The rest of the application cycle brought luck but also heartache. Around November, I had a serious crisis (precipitated by love for my thesis) wherein I was just an email away from withdrawing my applications everywhere and applying to English MA programs.
Crazy, I know.
What was I afraid of? Partly the work (and there’s no denying that it’s rough; I study about 4 hours a day and more during the week before exams). Mostly the culture of medicine. You know, those people who insist that medicine is supreme, more important than family or sanity or outside interests. It may be heresy, but I applied to medical school because I like stories. And medicine is pretty much the only profession (besides Starving Writer) in which narrative is supreme. I was afraid that “they” would find out that I secretly love stories more than duodenums (duodena?) and that “they” would summarily kick me out of med school, leaving me disgraced and jobless.

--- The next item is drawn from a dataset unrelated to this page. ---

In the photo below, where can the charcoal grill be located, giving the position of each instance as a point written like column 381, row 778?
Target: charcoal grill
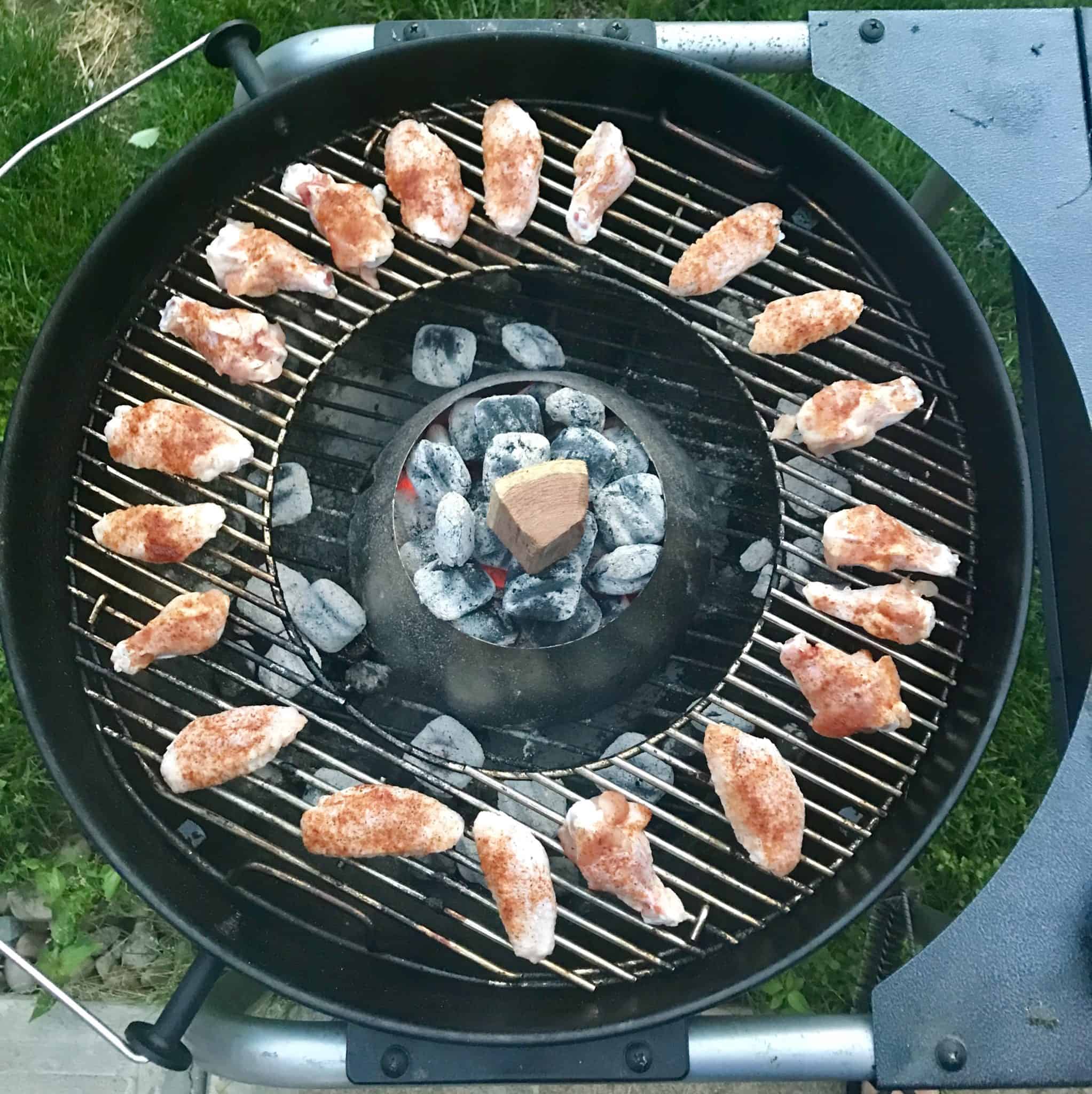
column 390, row 944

In my mind, “they” were pretty much Nazis.
In the end, I decided to stick with medicine because I met a physician who showed me that I was not strange or somehow demented for seeing disease in the framework of a story. That there would be opportunities in medical school to pursue stories. That becoming a physician might actually improve my own stories. I honestly think that that woman is the reason why I am where I am today.

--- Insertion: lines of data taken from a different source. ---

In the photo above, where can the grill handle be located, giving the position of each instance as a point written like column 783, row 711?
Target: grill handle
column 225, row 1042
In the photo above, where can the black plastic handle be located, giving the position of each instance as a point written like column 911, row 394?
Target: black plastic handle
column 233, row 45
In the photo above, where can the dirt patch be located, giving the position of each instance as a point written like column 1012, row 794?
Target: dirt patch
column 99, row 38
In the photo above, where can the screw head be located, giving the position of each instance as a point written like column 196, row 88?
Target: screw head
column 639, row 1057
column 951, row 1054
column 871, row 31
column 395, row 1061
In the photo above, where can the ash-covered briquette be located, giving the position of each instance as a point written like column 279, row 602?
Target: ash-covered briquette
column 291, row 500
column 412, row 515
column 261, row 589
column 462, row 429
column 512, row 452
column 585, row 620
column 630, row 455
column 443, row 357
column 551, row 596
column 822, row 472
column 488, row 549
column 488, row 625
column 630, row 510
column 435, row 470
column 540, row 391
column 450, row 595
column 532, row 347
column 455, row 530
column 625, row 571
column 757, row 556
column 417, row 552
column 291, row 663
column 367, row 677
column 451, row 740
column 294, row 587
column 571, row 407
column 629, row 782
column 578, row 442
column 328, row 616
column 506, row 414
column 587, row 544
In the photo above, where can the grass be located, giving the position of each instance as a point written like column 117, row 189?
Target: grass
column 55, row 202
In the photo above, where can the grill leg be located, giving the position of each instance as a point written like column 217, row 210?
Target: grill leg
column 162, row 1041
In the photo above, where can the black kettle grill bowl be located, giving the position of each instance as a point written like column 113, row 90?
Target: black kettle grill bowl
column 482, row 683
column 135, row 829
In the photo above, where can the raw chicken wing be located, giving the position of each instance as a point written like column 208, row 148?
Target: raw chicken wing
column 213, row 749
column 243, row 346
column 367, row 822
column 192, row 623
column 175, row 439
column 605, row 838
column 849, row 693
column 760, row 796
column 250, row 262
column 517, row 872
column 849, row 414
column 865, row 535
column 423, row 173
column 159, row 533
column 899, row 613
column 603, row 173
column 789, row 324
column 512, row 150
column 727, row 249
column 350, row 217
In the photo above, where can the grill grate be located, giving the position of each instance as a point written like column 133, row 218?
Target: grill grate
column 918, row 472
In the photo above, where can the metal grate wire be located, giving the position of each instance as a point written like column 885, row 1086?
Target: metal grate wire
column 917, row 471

And how do I like it here? Bloody awesome. School is very school-like — lectures from 10-12 daily, anatomy lab twice a week from 1-5, nightly studying until 9:30 or 10. I’m working much harder than I ever did in undergrad, and failure is a very real possibility (albeit with shadowy, ill-defined consequences).

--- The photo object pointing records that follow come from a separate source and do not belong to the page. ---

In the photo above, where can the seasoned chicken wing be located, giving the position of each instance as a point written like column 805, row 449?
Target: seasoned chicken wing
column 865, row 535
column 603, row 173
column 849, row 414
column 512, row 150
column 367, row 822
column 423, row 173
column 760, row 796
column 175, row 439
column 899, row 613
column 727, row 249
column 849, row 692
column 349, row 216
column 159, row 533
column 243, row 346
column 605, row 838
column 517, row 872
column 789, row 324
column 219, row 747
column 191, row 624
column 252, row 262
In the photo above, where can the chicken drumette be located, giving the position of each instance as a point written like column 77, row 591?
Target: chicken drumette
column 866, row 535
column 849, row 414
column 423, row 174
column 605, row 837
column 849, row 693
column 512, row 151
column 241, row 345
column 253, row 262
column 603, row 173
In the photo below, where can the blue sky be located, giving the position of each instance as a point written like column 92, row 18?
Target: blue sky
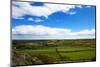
column 57, row 21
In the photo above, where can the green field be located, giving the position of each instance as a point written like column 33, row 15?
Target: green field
column 36, row 52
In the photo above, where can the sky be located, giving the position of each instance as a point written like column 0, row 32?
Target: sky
column 37, row 20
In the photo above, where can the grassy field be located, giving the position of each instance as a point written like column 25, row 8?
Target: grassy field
column 53, row 51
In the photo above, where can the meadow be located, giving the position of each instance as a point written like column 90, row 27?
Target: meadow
column 37, row 52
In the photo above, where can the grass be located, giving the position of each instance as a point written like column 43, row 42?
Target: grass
column 54, row 54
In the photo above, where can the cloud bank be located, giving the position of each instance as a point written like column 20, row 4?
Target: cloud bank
column 44, row 32
column 20, row 9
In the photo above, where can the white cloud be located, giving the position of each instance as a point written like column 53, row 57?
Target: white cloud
column 72, row 13
column 30, row 19
column 43, row 32
column 19, row 9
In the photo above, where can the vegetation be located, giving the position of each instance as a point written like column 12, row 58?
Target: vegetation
column 27, row 52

But I still find time to cook, to read; I even get up an hour early every morning to write. There are many other writers and artists here as well — we have book clubs and musical performances and writers’ workshops — and I think that’s contributed a lot to my rapid adjustment and general joy. It’s almost a frightening sort of happiness, as though some Greek god were about to strike me with the plague, just to even things out.
So that’s why when Dr. B. asked this morning if med school was all we imagined it to be, I thought, “No … it’s much better.”